1. The attacker identifies a vulnerable PAN-OS firewall with the Authentication Portal service enabled.
2. The attacker crafts a malicious network packet specifically designed to exploit the vulnerability in the Authentication Portal service.
3. The attacker sends the specially crafted packet to the targeted firewall on the port used by the Authentication Portal service (typically TCP port 443).
4. The vulnerable code within the Authentication Portal service fails to properly handle the malicious packet.
5. This leads to a buffer overflow or other memory corruption error.
6. The attacker leverages this memory corruption to inject and execute arbitrary code.
7. The injected code executes with root privileges due to the elevated permissions of the Authentication Portal service.
8. The attacker gains complete control over the firewall and can perform actions such as modifying firewall rules, accessing sensitive data, or pivoting to other internal networks.

Impact

Successful exploitation of this vulnerability grants an unauthenticated attacker complete control over the affected Palo Alto Networks firewalls. This can lead to a complete compromise of the network perimeter, allowing attackers to bypass security controls, exfiltrate sensitive data, or launch further attacks against internal systems.
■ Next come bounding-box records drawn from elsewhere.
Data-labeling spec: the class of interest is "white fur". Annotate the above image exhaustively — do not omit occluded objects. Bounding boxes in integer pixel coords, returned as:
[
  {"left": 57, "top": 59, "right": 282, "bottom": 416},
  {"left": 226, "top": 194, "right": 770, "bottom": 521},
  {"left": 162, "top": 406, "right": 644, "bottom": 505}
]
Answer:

The root-level access obtained enables attackers to disable security features, modify configurations, and potentially use the compromised firewall as a persistent backdoor.

Recommendation

• Apply the security patches released by Palo Alto Networks immediately to all affected PA-Series and VM-Series firewalls running PAN-OS to remediate the vulnerability.
• Monitor network traffic for suspicious packets targeting the Authentication Portal service on PAN-OS firewalls, using a network intrusion detection system (NIDS).
• Deploy the Sigma rule “Detect PAN-OS Authentication Portal Exploitation Attempt” to detect malicious packets attempting to exploit the vulnerability.